[...] People have no rights and he, the psychopath, has no obligations that derive from the "social contract." The psychopath holds himself to be above conventional morality and the law. The psychopath cannot delay gratification. He wants everything and wants it now. His whims, urges, catering to his needs, and the satisfaction of his drives take precedence over the needs, preferences, and emotions of even his nearest and dearest.
Consequently, psychopaths feel no remorse when they hurt or defraud others. They don't possess even the most rudimentary conscience. They rationalize their (often criminal) behavior and intellectualize it. Psychopaths fall prey to their own primitive defense mechanisms (such as narcissism, splitting, and projection). [...] The psychopath projects his own vulnerabilities, weaknesses, and shortcomings unto others and force them to behave the way he expects them to (this defense mechanism is known as "projective identification") [...]
As to the mechanism you mention - I have read about a similar concept in social psychology - that of self-fulfilling prophecy, a process in which we find confirmation and proof for our stereotypes by creating stereotypical behavior in out-group members through our treatment of them. Word, Zanna & Cooper in 1974 conducted a set of experiments that shows such. In the first study, they asked white students to interview job applicants who were either white or black. The students tended to display discomfort when interviewing the blacks; for instance, they sat further away, stammered, and ended the interview earlier. In a second study, the researchers varied the behavior of the student interviewers so that the latter acted towards a job applicant either the way that the interviewers had acted towards whites or the way they had acted towards blacks in the first study. They found that those applicants who had been interviewed in the way that blacks had been interviewed were judged to be more nervous and less effective than the others.
Great post, Violet Bear!
My dear Figaro - I'm sorry but Violet Bear's post can not be that "great," for the fact that it refers to an experimental study of dubious value - I was reading the other day Leon Festinger's experimental study on cognitive dissonance and I could not help but be skeptical of his method and assumptions. Here it is for y'all to draw your own conclusions, in case mines appear not persuasive enough to ya
In Festinger's classic 1959 experiment, students were asked to spend an hour on boring and tedious tasks (e.g., turning pegs a quarter turn over and over again). The tasks were designed to generate a strong, negative attitude. Once the subjects had done this, the experimenters asked some of them to do a simple favor. They were asked to talk to another subject (actually an actor/confederate) trying to persuade them that the tasks were interesting and engaging. Some participants were paid $20 (inflation adjusted to 2010, equating to $150) for this favor, while another group was paid $1 ($7.50 in 2010 dollars) - the control group was not asked to perform the favor at all.

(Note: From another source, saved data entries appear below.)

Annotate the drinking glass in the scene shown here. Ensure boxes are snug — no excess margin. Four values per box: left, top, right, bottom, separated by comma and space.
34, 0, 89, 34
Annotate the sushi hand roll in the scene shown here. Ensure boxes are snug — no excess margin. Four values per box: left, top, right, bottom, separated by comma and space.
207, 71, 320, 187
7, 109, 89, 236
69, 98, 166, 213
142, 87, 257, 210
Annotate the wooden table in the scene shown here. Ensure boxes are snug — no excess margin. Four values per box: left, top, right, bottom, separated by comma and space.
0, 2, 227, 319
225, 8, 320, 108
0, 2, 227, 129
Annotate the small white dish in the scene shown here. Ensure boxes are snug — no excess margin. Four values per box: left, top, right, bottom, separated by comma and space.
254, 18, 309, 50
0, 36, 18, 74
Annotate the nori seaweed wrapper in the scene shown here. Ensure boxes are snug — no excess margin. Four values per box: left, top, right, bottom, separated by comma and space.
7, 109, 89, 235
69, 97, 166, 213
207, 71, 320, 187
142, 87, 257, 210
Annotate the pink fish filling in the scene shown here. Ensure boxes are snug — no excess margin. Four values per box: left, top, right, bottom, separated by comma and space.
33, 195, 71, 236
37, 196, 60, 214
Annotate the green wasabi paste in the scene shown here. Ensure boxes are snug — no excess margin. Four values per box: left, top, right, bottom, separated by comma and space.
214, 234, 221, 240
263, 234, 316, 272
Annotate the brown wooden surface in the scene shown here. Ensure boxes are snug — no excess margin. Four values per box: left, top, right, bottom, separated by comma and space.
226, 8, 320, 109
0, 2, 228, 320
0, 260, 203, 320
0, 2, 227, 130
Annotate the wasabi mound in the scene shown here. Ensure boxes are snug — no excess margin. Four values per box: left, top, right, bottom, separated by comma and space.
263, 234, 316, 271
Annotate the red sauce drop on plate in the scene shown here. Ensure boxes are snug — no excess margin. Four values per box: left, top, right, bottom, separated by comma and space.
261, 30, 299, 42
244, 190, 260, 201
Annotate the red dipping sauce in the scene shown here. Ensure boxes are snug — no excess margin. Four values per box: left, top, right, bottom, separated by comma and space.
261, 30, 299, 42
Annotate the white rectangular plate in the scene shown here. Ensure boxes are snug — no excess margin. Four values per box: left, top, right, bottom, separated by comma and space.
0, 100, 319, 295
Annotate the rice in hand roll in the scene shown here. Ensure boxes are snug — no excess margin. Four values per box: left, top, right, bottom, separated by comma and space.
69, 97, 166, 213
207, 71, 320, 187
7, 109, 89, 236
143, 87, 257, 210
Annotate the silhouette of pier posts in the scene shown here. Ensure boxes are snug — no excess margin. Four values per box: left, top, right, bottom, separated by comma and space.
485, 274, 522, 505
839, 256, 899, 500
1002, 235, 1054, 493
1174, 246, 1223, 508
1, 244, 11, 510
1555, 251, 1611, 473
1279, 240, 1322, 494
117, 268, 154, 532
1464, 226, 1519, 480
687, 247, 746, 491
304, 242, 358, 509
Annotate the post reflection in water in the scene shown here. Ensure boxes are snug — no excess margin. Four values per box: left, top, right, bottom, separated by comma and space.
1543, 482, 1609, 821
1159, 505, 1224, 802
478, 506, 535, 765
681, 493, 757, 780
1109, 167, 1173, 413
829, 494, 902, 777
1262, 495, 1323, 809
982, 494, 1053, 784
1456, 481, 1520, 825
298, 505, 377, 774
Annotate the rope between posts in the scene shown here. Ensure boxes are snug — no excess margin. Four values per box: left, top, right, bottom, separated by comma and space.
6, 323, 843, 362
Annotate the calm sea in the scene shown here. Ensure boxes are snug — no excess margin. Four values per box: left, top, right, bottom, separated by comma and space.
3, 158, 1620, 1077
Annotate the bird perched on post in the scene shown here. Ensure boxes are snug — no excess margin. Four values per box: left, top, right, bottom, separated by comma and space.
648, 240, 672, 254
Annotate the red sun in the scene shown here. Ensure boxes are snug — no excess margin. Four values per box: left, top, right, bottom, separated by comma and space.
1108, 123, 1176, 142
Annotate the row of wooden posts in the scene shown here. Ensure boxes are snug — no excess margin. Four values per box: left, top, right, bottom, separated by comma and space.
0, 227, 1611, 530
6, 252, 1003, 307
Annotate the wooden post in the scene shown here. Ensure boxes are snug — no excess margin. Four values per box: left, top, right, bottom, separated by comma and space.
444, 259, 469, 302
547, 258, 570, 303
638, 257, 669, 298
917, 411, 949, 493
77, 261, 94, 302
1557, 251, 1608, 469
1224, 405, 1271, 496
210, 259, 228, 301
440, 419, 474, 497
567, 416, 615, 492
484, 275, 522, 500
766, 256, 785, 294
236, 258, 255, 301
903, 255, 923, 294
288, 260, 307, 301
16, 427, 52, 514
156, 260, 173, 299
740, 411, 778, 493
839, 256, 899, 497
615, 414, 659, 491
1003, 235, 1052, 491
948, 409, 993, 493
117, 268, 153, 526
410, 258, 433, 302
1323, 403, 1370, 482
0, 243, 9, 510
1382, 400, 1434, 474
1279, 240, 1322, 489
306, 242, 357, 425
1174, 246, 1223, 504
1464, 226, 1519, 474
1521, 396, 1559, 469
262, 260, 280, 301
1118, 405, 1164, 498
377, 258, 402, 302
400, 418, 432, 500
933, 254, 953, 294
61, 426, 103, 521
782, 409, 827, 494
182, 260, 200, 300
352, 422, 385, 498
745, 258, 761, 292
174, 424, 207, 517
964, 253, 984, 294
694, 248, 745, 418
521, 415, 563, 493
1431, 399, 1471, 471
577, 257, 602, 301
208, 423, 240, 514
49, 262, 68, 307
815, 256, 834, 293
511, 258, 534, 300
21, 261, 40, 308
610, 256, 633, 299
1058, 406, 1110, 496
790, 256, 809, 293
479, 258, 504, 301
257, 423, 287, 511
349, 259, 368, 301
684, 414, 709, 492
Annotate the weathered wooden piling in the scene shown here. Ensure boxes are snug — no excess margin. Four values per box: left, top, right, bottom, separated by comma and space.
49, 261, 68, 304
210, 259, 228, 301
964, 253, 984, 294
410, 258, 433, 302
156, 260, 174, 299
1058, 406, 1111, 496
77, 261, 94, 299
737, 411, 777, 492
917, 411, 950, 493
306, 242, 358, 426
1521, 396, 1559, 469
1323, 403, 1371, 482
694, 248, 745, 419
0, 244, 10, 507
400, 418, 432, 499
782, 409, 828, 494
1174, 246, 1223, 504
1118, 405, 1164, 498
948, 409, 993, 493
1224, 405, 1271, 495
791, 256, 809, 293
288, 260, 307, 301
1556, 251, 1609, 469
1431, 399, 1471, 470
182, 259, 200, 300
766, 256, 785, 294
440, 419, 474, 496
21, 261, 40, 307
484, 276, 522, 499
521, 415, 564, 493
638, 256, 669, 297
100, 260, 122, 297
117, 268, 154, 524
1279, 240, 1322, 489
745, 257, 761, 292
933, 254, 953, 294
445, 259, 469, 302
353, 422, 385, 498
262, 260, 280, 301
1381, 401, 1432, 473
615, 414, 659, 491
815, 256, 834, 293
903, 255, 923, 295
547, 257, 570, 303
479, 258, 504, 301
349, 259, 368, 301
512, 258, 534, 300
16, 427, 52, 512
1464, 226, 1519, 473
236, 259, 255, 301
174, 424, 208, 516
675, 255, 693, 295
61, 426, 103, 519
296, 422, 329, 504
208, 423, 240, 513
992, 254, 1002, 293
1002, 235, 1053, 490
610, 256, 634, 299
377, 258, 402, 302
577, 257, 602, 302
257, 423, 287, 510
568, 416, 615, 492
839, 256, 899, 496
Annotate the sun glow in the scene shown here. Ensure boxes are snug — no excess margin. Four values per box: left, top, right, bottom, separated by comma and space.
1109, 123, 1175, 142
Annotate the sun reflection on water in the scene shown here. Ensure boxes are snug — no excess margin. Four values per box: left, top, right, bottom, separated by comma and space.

After someone has performed dissonant behavior, they may find external consonant elements. Par exemple, a snake oil salesman may find a justification for promoting falsehoods (let's say, a large personal gain) - but may otherwise need to change his views about the falsehoods themselves.
When asked to rate the boring tasks at the conclusion of the study (not in the presence of the other "subject"), those in the $1 group rated them more positively than those in the $20 and control groups.
This was explained by Festinger as evidence for Cognitive Dissonance. The researchers theorized that people experienced dissonance between the conflicting cognitions, "I told someone that the task was interesting", and "I actually found it boring." When paid only $1, students were forced to internalize the attitude they were induced to express, because they had no other justification. Those in the $20 condition, however, had an obvious external justification for their behavior, experienced less dissonance, thus did not force themselves to internalize.